At the moment, protests don’t seem to have grown into a mass movement for political change. According to Pedreira, Cubans do not seem to hold Díaz-Canel with the same regard as they did the Castro regime. But the regime does have significant power to enact violence against protesters, and crackdowns against dissidents have been on the rise in recent years.

“If these blackouts really become even longer lasting, and really are the catalyst for political change or some sort of mass uprising, will the Cuban troops fire on Cuban civilians en masse?” Pedreira said. “We would have to wait and see if it happens or not. But as far as capacity, as far as the ability to do it, [the government] certainly can.”

Even if there were a significant call for regime change, there’s nothing to change to, according to William LeoGrande, a professor of government and specialist in Latin American affairs at American University.

“Discontent has been growing and is pretty widespread right now, [but] there isn’t any real organized opposition,” LeoGrande said. “The government makes it a lot easier for you to leave the country than to stay there and be a dissident. And so, you know, that’s what people do. And even ordinary people who are just discontent and fed up, their inclination is just to leave.”
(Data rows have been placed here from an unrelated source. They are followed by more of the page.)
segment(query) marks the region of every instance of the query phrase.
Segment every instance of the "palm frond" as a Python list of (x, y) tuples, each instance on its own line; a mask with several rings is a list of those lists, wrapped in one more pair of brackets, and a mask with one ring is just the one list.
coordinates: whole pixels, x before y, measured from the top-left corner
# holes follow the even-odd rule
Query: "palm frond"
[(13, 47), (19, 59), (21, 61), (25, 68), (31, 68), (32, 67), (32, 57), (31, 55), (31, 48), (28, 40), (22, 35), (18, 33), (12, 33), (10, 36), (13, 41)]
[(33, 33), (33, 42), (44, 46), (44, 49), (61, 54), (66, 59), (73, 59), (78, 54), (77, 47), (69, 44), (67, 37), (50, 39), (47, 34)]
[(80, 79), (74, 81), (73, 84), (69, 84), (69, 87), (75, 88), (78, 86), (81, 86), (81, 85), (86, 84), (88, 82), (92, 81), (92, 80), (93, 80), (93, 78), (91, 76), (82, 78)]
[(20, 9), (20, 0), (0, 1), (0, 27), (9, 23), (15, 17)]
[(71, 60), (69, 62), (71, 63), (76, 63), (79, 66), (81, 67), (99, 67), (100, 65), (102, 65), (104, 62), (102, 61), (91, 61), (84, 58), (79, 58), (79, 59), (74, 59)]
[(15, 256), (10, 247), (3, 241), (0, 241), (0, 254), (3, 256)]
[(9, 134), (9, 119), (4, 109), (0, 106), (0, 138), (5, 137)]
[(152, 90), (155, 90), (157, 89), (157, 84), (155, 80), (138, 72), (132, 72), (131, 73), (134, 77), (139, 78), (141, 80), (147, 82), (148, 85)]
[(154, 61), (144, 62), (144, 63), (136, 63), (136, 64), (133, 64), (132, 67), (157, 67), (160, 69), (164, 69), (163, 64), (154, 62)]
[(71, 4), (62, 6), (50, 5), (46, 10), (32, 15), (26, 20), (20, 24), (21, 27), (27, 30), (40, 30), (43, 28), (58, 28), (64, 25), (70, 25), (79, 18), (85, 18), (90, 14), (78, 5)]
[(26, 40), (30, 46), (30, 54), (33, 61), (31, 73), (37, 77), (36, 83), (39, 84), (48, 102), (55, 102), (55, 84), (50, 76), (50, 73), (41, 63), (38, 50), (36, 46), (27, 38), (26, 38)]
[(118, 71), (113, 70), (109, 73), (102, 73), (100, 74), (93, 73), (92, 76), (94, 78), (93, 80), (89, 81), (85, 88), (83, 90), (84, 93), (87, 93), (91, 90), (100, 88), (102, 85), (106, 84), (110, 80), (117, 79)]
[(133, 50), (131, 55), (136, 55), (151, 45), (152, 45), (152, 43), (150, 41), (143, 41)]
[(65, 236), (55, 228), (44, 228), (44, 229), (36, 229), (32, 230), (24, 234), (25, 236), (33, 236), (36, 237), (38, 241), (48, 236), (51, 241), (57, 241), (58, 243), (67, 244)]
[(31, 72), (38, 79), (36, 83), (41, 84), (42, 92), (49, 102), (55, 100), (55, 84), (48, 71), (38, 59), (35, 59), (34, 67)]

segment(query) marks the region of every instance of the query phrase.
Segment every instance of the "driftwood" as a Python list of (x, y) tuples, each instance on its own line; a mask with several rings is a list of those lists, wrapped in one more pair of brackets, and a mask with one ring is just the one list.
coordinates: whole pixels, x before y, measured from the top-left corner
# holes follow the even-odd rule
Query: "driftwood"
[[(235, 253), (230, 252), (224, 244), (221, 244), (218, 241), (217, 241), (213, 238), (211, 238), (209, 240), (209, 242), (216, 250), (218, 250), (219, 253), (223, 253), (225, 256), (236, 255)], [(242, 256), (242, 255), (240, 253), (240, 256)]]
This crisis could fuel a further exodus; an estimated 1 million Cubans have left the country in the past three years, the largest such migration in the country’s history. One Havana-based economist, Omar Everleny, told the New York Times he’s already starting to see a new wave of emigration: “Anyone who was thinking of leaving is now accelerating those plans. Now you’re hearing ‘I am going to sell my house and go.’”

As for the government and those who stay, LeoGrande suspects “they’ll muddle through because they always seem to find a way to muddle through.”